Lopez Pineda, A.; Pourshafeie, A.; Ioannidis, A.; McCloskey Leibold, C.; Chan, A.; Frankovich, J.; Bustamante, C. D.; Wojcik, G. L.

2019-08-17 health informatics
10.1101/19004440 medRxiv
Show abstract

ObjectivePediatric acute-onset neuropsychiatric syndrome (PANS) is a complex neuropsychiatric syndrome characterized by an abrupt onset of obsessive-compulsive symptoms and/or severe eating restrictions, along with at least two concomitant debilitating cognitive, behavioral, or neurological symptoms. A wide range of pharmacological interventions along with behavioral and environmental modifications, and psychotherapies have been adopted to treat symptoms and underlying etiologies. Our goal was to develop a data-driven approach to identify treatment patterns in this cohort. Materials and MethodsIn this cohort study, we extracted medical prescription histories from electronic health records. We developed a modified dynamic programming approach to perform global alignment of those medication histories. Our approach is unique since it considers time gaps in prescription patterns as part of the similarity strategy.

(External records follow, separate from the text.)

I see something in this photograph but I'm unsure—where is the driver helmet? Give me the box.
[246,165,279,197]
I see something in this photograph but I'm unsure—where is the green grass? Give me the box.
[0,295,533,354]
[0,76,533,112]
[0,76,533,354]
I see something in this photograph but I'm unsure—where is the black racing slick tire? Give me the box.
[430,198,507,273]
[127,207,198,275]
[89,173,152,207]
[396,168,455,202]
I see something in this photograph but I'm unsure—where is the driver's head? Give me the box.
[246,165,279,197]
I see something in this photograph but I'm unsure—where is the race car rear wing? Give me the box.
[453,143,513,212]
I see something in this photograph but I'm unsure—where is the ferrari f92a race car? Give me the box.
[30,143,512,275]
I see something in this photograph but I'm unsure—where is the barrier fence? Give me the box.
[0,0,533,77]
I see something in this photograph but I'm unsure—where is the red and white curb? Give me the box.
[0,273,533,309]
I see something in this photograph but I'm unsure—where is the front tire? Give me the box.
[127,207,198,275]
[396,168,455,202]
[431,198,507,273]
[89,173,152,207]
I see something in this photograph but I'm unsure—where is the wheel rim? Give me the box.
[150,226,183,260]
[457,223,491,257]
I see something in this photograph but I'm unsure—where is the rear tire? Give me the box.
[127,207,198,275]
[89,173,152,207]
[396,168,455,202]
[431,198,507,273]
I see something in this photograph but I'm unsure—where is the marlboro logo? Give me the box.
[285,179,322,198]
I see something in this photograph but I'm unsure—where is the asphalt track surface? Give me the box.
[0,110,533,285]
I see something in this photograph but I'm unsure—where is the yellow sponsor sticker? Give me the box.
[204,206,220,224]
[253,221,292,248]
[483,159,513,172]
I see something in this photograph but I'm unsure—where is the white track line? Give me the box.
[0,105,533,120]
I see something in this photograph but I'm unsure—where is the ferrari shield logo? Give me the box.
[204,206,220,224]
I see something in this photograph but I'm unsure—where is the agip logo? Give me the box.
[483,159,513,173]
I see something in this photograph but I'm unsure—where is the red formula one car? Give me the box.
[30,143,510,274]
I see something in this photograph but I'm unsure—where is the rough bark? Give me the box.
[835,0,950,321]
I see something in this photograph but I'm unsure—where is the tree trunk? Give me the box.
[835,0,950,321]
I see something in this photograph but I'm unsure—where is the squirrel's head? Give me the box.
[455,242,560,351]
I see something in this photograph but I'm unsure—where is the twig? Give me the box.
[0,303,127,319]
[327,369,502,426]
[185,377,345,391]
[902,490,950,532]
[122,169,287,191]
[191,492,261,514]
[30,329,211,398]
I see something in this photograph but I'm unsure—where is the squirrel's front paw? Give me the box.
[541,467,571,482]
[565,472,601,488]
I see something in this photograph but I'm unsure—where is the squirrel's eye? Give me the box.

ResultsThis study included 43 consecutive new-onset pre-pubertal patients who had at least 3 clinic visits. Our algorithm identified six clusters with distinct medication usage history which may represent clinicians practice of treating PANS of different severities and etiologies i.e., two most severe groups requiring high dose intravenous steroids; two arthritic or inflammatory groups requiring prolonged nonsteroidal anti-inflammatory drug (NSAID); and two mild relapsing/remitting group treated with a short course of NSAID. The psychometric scores as outcomes in each cluster generally improved within the first two years. Discussion and conclusionOur algorithm shows potential to improve our knowledge of treatment patterns in the PANS cohort, while helping clinicians understand how patients respond to a combination of drugs.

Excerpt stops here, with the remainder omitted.